Bei ihren Social-Media-Aktivitäten trennen 63% der Befragten strikt zwischen beruflich und privat, aber 42% sehen Business-Netzwerke wie Xing oder LinkedIn als wichtig für ihre persönliche Profilierung an. 36% sehen Social Media als elementaren Bestandteil ihrer beruflichen Kommunikation an und 31% haben auf diesem Weg bereits Kontakte geknüpft oder Informationen erhalten, die in Geschäfte mündeten. Aber es gibt auch entschiedene Skeptiker: Für 15% lautet das Urteil über Social Media: "Reine Zeitverschwendung". 5% geben an, dass sie Social Media einfach nicht verstehen.

Zur Ermittlung der wichtigsten Branchenmedien forderte Edelman.Ergo jeden Teilnehmer der Umfrage zur Nennung der jeweils drei bedeutendsten Titel auf. Mit 85% aller Angaben erreicht die Immobilien Zeitung mit Abstand Platz eins, gefolgt von den Thomas Daily Morning News mit 54% und danach dem täglichen Newsletter IZ aktuell der Immobilien Zeitung mit 52%. Die weiteren Plätze nehmen Handelsblatt und Deal Magazin (beide 21%), Immobilienmanager (17%), Frankfurter Allgemeine Zeitung (15%) und Immobilienwirtschaft (9%) ein.

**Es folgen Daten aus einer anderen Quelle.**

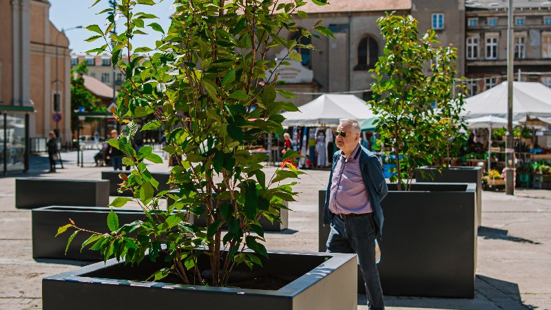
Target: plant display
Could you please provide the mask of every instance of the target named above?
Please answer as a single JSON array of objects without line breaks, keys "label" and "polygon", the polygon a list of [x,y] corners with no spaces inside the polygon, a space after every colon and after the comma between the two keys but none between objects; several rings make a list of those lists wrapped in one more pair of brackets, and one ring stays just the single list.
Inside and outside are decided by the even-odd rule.
[{"label": "plant display", "polygon": [[495,169],[492,169],[488,173],[488,178],[490,180],[501,180],[501,173]]},{"label": "plant display", "polygon": [[455,48],[437,47],[433,30],[419,38],[410,15],[377,21],[386,43],[371,70],[376,81],[368,103],[379,116],[377,144],[395,155],[396,176],[391,180],[404,190],[417,167],[444,163],[464,143],[459,138],[465,128],[459,116],[463,94],[454,94],[453,87],[457,54]]},{"label": "plant display", "polygon": [[[94,5],[104,2],[96,0]],[[296,183],[284,181],[301,174],[290,162],[298,157],[295,152],[283,157],[283,166],[289,169],[267,176],[262,169],[267,156],[248,150],[263,134],[282,134],[282,110],[298,110],[291,102],[276,100],[278,93],[285,98],[293,94],[276,89],[274,84],[280,82],[275,69],[289,65],[288,58],[300,61],[295,48],[313,47],[300,44],[300,39],[287,40],[282,34],[333,34],[319,22],[308,30],[297,28],[293,14],[306,17],[300,10],[306,3],[300,0],[176,0],[168,29],[152,22],[154,15],[138,10],[143,8],[138,5],[155,4],[154,0],[116,1],[114,11],[101,12],[108,15],[107,29],[86,28],[94,32],[87,41],[105,43],[92,52],[108,51],[126,76],[124,85],[129,88],[121,90],[115,117],[122,122],[123,116],[150,116],[154,120],[141,130],[164,129],[163,149],[177,161],[169,184],[178,192],[154,194],[158,182],[145,161],[163,160],[150,146],[134,151],[131,139],[138,126],[134,120],[125,120],[127,134],[109,143],[125,154],[125,165],[134,168],[128,176],[120,175],[121,190],[130,190],[134,196],[118,197],[110,206],[133,200],[145,218],[120,225],[112,210],[109,232],[90,231],[70,220],[58,234],[74,229],[69,243],[76,234],[91,234],[82,247],[100,251],[105,260],[115,257],[138,264],[149,251],[149,259],[163,259],[168,266],[152,276],[154,280],[175,275],[185,284],[224,287],[236,265],[262,265],[259,256],[267,254],[259,220],[278,220],[284,203],[293,201],[296,194]],[[126,29],[108,35],[115,25]],[[147,32],[160,37],[156,46],[132,44],[134,37]],[[269,50],[282,49],[288,57],[267,59]],[[123,56],[126,61],[121,61]],[[159,207],[165,198],[173,201],[166,209]],[[190,223],[194,214],[206,216],[206,227]],[[227,231],[222,232],[222,227]],[[201,256],[208,258],[209,270],[200,270]]]}]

Was die Fachmedien betrifft, stellen die Umfrageteilnehmer ihnen gute Noten im Kerngeschäft aus, bemängeln zugleich aber auch ein gewisses Scheuklappendenken. Die Immobilienkompetenz der Fachmedien sehen 79% als gut oder sehr gut an. Gründliche Recherche und Verständnis billigen ihnen jeweils 60% in hohem oder sehr hohem Maß zu. Für die Ausgewogenheit der Berichterstattung gaben 53% Höchstnoten, für die Leserfreundlichkeit 51%. Als meinungsstark sehen nur 43% der Befragten die Fachmedien an und eine herausragende Fähigkeit, über den Tellerrand zu schauen, erkennen nur 40%.